Duties owed by Directors of Insolvent Entities
Occasionally reading one case sends me off in an unexpected direction to another case and then another. Such was the case, so to speak, recently.
While skimming a run-of-the-mill breach of fiduciary duty case I eventually ended up reading North American Catholic Educational Programming Foundation, Inc. v. Gheewalla, 930 A 2d 92 (Del. 2007) and Trenwick America Litigation Trust v. Ernst & Young et al, 906 A 2d (Del. Ch. 2006).

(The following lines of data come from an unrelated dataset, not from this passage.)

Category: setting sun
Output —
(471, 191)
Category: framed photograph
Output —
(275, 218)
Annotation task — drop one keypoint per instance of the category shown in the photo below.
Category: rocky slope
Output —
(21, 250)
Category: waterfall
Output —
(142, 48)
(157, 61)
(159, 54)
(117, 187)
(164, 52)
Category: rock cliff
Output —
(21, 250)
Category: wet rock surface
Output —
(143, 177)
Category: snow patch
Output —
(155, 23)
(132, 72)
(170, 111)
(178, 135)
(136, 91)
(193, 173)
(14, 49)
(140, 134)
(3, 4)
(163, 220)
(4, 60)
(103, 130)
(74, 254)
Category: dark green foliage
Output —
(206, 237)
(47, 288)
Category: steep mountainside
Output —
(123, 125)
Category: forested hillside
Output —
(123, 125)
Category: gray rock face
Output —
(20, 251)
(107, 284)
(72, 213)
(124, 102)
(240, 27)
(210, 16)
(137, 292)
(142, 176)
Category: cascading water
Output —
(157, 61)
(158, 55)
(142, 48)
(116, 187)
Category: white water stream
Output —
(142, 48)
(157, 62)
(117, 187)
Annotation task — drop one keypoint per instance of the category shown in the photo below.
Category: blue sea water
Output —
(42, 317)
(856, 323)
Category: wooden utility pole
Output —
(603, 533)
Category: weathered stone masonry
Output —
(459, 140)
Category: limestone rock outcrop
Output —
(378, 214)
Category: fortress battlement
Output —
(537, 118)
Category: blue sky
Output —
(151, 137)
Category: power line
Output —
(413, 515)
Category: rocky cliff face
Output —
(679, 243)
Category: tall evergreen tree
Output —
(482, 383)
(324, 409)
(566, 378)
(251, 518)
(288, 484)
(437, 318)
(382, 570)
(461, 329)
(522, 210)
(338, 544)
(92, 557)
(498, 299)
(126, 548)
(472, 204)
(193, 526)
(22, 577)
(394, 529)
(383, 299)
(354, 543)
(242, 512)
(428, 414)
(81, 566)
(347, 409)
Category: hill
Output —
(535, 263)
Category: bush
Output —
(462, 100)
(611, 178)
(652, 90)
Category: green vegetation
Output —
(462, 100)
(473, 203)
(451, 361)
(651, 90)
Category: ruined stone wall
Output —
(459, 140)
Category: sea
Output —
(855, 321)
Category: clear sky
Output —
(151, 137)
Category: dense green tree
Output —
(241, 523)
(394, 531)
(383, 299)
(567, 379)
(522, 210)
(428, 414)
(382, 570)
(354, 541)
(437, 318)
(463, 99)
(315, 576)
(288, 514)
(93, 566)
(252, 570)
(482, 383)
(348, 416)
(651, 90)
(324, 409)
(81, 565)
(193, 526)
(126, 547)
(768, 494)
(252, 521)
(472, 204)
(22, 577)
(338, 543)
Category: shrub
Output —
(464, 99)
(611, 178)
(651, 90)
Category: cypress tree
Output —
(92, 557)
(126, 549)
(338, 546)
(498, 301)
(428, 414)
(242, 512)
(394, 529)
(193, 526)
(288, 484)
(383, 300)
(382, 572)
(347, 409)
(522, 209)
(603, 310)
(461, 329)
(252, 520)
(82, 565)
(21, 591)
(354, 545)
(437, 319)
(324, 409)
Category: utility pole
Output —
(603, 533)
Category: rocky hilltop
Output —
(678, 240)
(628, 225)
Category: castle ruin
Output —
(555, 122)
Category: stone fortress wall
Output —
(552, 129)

North American Catholic reminds us that when a corporation is solvent the shareholders may enforce the directors' fiduciary duties owed to them and the corporation by derivative action. When a corporation is insolvent the creditors "take the place of the shareholders" and have standing to bring a derivative claim against the directors for breaches of fiduciary duty. North American Catholic, 930 A 2d at 101. This case stands for the additional proposition that creditors do not have a direct claim against directors for breaches of fiduciary duty. Id. at 94.
Trenwick nips in the bud another cause of action creditors have tried to advance lately; the claim of "deepening insolvency." Trenwick, 906 A 2d at 174. As Judge Strine put it in a delightful, if lengthy, 36 page opinion, "Put simply, under Delaware law, 'deepening insolvency' is no more of a cause of action when a firm is insolvent than a cause of action for 'shallowing profitability' would be when a firm is solvent." Id.
I recommend both opinions to those interested in the impact of insolvency on the duties of directors.